Science department chair Angela Malone is adept at marrying art with science at Oxon Hill Middle School. As a member of the inaugural Arts Integration in the Classroom Committee and with a graduate course in arts integration under her belt, she has trained other teachers on how to integrate art into STEM – transforming it into STEAM (Science, Technology, Engineering, Art and Math).
The charismatic seventh- and eighth-grade honors science teacher, who is also a trained actor and singer, uses student achievement data to plan differentiated learning activities and implement project-based learning that allows students to actively explore real-world problems and acquire a deeper knowledge of subject matter. Students engage in innovative projects like making homemade ice cream to explore chemical and physical changes in matter.
When teaching the unit on Motion, Forces and Energy, Malone asked her students to design a car that would protect a raw egg traveling down an inclined plane. The students had a mock budget to purchase washers, aluminum foil, cotton balls, straws, and other household materials to create their cars. Malone even hosted a grade-level competition to see which group created the best car, with students eager to explain their learning processes to classroom visitors. For a science team performance in a talent show, students rapped about learning in science while wearing safety goggles.
Malone has created a learning environment that insists on the students taking control and ownership of their learning while she acts as a facilitator. She maintains high expectations for achievement but also provides a roadmap for her students to attain those learning goals. She is able to measure their learning in an engaging manner utilizing technology. Students are even encouraged to use their own cell phones, for example, to conduct research.
Students exhibit a great deal of academic, social and emotional growth, which has led to a reduction in referrals to guidance and administrative personnel.
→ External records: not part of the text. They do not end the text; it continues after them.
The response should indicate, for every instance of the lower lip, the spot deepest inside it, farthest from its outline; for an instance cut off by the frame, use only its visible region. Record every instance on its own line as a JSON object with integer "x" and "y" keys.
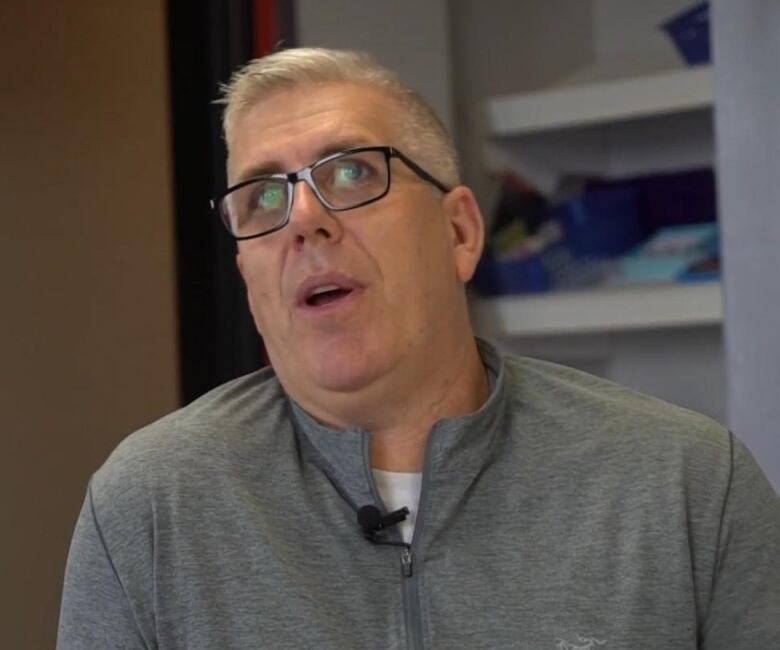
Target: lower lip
{"x": 330, "y": 308}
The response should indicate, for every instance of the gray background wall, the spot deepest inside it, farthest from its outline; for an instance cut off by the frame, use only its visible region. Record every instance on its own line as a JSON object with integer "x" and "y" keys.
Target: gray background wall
{"x": 747, "y": 121}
It is this understanding and respect of adolescent learning styles that make Malone a model educator who is respected by her students.
Impacting the greater community, Malone helped host a PiDay on a weekend for over 200 students and community members and led workshops for parents and students during a STEM night. Her reputation is growing as district staff visit her classroom to observe her practices.
Malone earned a general studies degree in biology and philosophy from Dallas Baptist University in 1999 and post-baccalaureate teacher certification from LeTourneau University in 2004.